Design your own architectural Bee Home - Grand Designs Magazine

Design your own architectural Bee Home

Try this clever software to design and fabricate your own architectural bee habitat for the garden

By Hugh Metcalf |

IKEA’s research and design lab SPACE10 has launched an open-source platform for designing, downloading and making architectural bee habitats for World Bee Day 2020.

Bees are vital to ecosystems and life as we know it – did you know that they’re essential to one third of the global food supply and that 90% of the world’s flowering pants rely on insect pollination?

Despite this human impact has put these pollinators at risk, with loss of habitat, increased use of pesticides, climate change and invasive species all playing a role in falling numbers of wild bees.

space10 beehome design - photo by Irina Boersma - grand designs

Photo: Irina Boersma

While there are many initiatives around to save the bees, including promoting environmental practices that preserve bee habitats, this year for World Bee Day, IKEA’s research lab SPACE10 is appealing to the design-conscious with this open-source Bee Home design concept.

Open-source is a buzzword for a type of software that is developed as a public collaboration, and in this instance it allows users to create custom Bee Home designs.

Once created, the schematics for this can be downloaded, and then sent to a local ‘Makerspace’ to be fabricated – you can find your local Makerspace via the dedicated Bee Home website.

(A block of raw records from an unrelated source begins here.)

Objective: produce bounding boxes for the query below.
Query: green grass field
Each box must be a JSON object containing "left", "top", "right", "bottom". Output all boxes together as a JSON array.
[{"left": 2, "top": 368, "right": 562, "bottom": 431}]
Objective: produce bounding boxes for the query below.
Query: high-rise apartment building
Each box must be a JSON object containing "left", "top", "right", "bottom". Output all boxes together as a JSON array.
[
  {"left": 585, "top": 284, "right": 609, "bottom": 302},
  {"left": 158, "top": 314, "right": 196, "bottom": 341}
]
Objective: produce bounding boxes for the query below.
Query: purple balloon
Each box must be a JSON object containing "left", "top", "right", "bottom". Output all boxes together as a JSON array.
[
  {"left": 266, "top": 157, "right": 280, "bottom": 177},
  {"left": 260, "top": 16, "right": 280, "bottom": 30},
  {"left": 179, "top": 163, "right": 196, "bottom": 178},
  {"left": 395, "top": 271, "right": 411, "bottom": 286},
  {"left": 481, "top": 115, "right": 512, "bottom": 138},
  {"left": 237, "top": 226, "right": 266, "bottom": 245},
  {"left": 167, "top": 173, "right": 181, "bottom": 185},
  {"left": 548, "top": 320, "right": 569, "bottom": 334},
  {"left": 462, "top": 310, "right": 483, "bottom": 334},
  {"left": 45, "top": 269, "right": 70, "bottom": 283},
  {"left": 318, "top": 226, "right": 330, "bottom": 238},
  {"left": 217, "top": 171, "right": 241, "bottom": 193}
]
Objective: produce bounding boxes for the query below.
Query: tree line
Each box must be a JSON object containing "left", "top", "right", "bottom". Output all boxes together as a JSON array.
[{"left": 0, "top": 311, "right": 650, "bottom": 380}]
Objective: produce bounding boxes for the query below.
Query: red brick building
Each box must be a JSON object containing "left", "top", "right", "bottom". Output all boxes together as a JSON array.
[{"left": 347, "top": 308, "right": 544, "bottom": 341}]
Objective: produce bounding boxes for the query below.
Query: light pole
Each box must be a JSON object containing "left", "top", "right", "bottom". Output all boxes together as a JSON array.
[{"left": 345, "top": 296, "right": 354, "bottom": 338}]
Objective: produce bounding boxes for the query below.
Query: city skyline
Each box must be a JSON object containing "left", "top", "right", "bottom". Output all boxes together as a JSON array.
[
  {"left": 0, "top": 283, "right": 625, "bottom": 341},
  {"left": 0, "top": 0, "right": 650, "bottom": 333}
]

Hero Image 2 amin SPACE10 Bee Home Web Photo by Irina Boersma

Photo: Irina Boersma

The Bee Home is designed for solitary bees, rather than honeybees. 90% of bee species are solitary and a single solitary bee could provide as much pollination as 120 honeybees.

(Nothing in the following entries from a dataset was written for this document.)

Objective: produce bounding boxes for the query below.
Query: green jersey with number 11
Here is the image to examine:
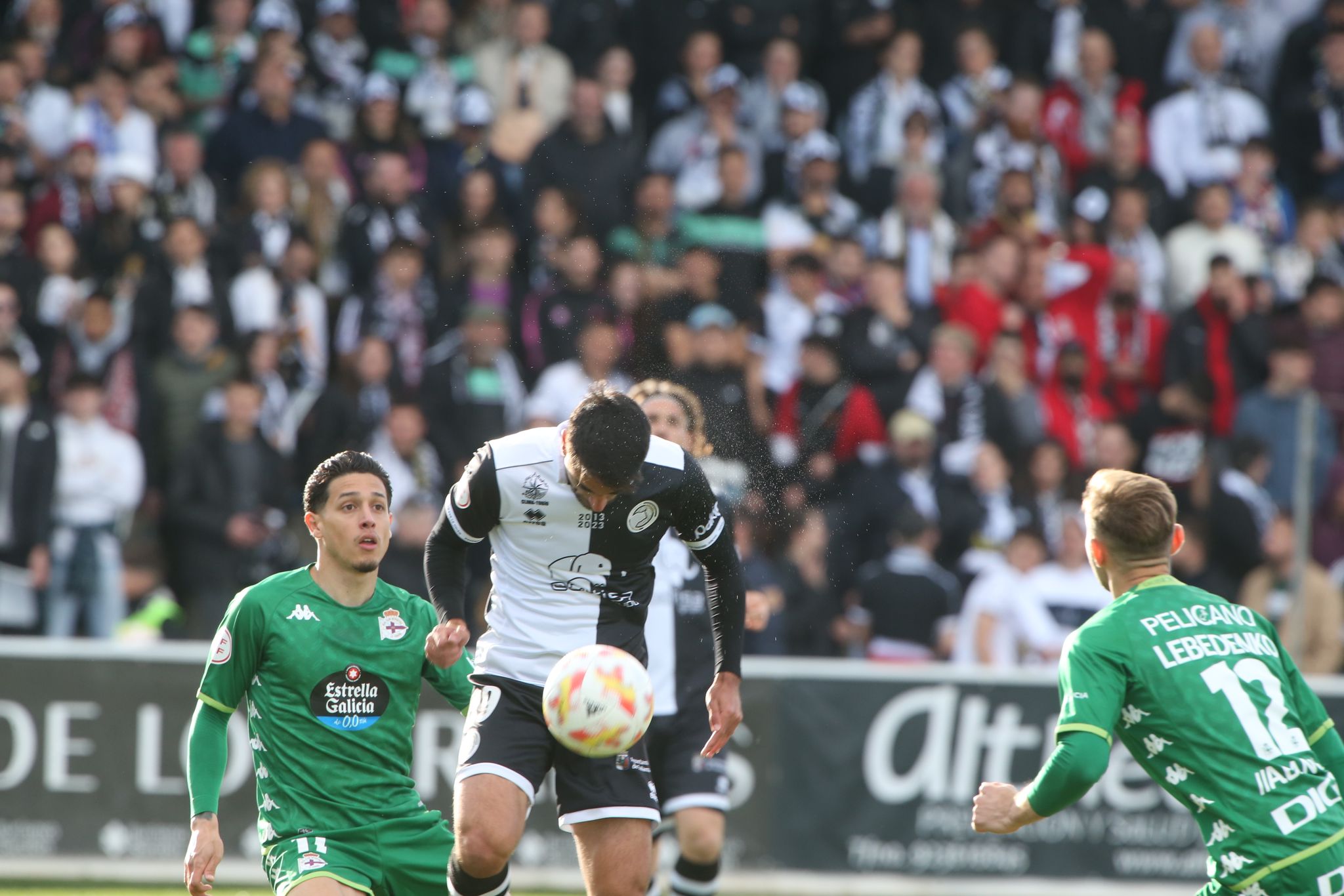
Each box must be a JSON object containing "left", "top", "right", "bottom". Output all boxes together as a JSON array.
[
  {"left": 196, "top": 567, "right": 472, "bottom": 846},
  {"left": 1057, "top": 575, "right": 1344, "bottom": 892}
]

As they don’t produce honey, they also have nothing to protect, so can be welcome garden guests even around children and pets.

Male solitary bees don’t have a sting, and every female is a queen that can have up to 20-30 offspring.

Photo: Brendan Austin

Photo: Brendan Austin

The project was created in collaboration with design studio Bakken & Bæck and designer Tanita Klein.

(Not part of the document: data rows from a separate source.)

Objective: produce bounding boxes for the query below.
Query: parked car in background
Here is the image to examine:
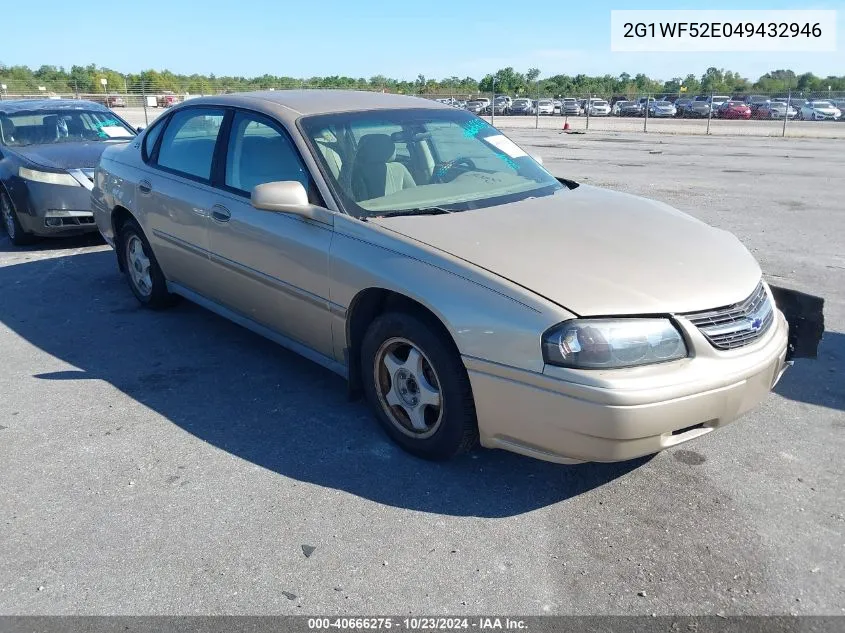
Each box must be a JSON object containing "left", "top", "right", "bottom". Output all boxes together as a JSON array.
[
  {"left": 684, "top": 95, "right": 711, "bottom": 119},
  {"left": 589, "top": 99, "right": 610, "bottom": 116},
  {"left": 464, "top": 101, "right": 487, "bottom": 114},
  {"left": 716, "top": 101, "right": 751, "bottom": 120},
  {"left": 91, "top": 90, "right": 804, "bottom": 463},
  {"left": 487, "top": 97, "right": 511, "bottom": 115},
  {"left": 0, "top": 99, "right": 135, "bottom": 246},
  {"left": 743, "top": 95, "right": 772, "bottom": 107},
  {"left": 508, "top": 99, "right": 534, "bottom": 115},
  {"left": 798, "top": 99, "right": 842, "bottom": 121},
  {"left": 648, "top": 101, "right": 677, "bottom": 119},
  {"left": 751, "top": 101, "right": 798, "bottom": 120},
  {"left": 707, "top": 95, "right": 731, "bottom": 111},
  {"left": 619, "top": 101, "right": 643, "bottom": 116},
  {"left": 675, "top": 97, "right": 693, "bottom": 117},
  {"left": 563, "top": 97, "right": 581, "bottom": 116}
]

‘I want people to design a dream home for bees that provides the perfect environment for their offspring, while at the same time being incredibly easy to design, assemble and place. It was important for me that Bee Home is aesthetically pleasing and almost feels like you’ve added a sculpture to your garden or your balcony. This project really exemplifies how design can do good for both people and their environment,’ Tanita says.

The project acts as an example of how future projects can encourage brands to design with people, rather than just for people.